Certo, o que o autor está fazendo é confiando sua alma, seu sonho ao editor. E o editor que negligenciar isso, vai perder a chance de fazer um bom trabalho. O autor não quer apenas publicar um livro, ele quer que seu sonho se realize, e esta realização vai lhe custar um bom preço, pois sempre teremos de bancar nosso primeiro livro, quando não o segundo, o terceiro, o quarto… (se não houver patrocínio de qualquer tipo).

Manuel Bandeira não tinha livro de poesia publicado quando foi eleito para a Academia Brasileira de Letras, em 1940. Os amigos tiveram de se cotizar para que Manu tivesse 200 cópias de um com seus poemas reunidos, para oferecer aos acadêmicos após a posse. Murilo Mendes nunca teve editor no Brasil. E Drummond só foi publicado pela José Olympio, em 1942, reunindo seus três primeiros livros. Mário de Andrade também bancou a si próprio, como todos os poetas que se prezam, e que querem ver sua obra difundida.

Um livro para ser bancado por um editor tem que vender. Isso é ponto pacífico. Mas o primeiro encontro entre o autor e o editor para falar sobre seu livro, e tomarem seu primeiro chá ou café juntos, vai determinar a sequência do trabalho: ali eles estabelecem o que irão fazer, o título, a ordem dos poemas, o que sai e o que fica, e vão continuar conversando, até tudo ficar resolvido – a revisão, a paginação, a capa, ufa!

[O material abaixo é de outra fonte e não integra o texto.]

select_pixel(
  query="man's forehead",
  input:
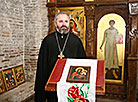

Até a última hora, surgirão problemas a serem resolvidos. Já vivi essa situação tantas vezes que nem sei mais como não fazê-la, mas toda vez me surpreendo com uma situação “nova”, algo nunca experimentado antes. Se tudo vai bem durante a revisão e projeto gráfico do livro, pode esperar que na impressão vamos nos deparar com alguma surpresa. Mas há, curiosamente, os livros perfeitos, aqueles que nunca reclamam enquanto estão sendo preparados.

A esses, cabe a glória da perfeição editorial, algo que só acontece em certas conjunções favoráveis de Vênus e Júpiter na Casa do Trabalho. Senão, algum inferno astral se instala em algum ponto da trajetória, e é preciso ter sabedoria para segurar as mãos do autor e dizer: “Confie em mim, tudo vai dar certo”, porque, por experiência, sabemos que vai dar – é só driblar as situações, uma a uma, à medida que surgem à frente.

E tudo nasce naquele primeiro chá ou café que tomaram juntos.

Thereza Christina Rocque da Motta

Fevereiro de 2026

 

 

 

Colunista ArteCult e editora
da Ibis Libris Editora (@ibislibris)

 

 

 

 

Author

Thereza Christina Rocque da Motta (São Paulo, SP, 1957) é poeta, editora e tradutora. Foi Jurada de Tradução do Prêmio Jabuti, em 2018. Recebeu a Medalha Chiquinha Gonzaga da Câmara dos Vereadores, em agosto de 2021. Coordena a Ponte de Versos desde 2000, evento incluído no Calendário Oficial de Cidade do Rio de Janeiro, em 2024. Fundou a Ibis Libris no Rio de Janeiro, em 2000. Publicou Joio & trigo (1982), Capitu (2014), Lições de sábado (crônicas, 2015), Minha mão contém palavras que não escrevo (2017), O amor é um tempo selvagem, Lições de sábado Vol. 2 e A vida dos livros Vol. 2 (2018), Poesia Reunida 40 anos (1980-2020), Sheherazade: Novas lendas das 1001 noites e três já conhecidas (2022), entre outros. Traduziu, entre outros, Marley & Eu, de John Grogan (2006), A Dança dos Sonhos, de Michael Jackson (2011), 154 Sonetos, de William Shakespeare (2009), Alice no País das Maravilhas, de Lewis Carroll e O Corvo, de Edgar Allan Poe (2020), Mais mortais que os homens, org. Graeme Davis (2021) e A última casa da Rua Needless, de Catriona Ward (2023), vencedor do British Fantasy Award, como Melhor Romance de Terror de 2022.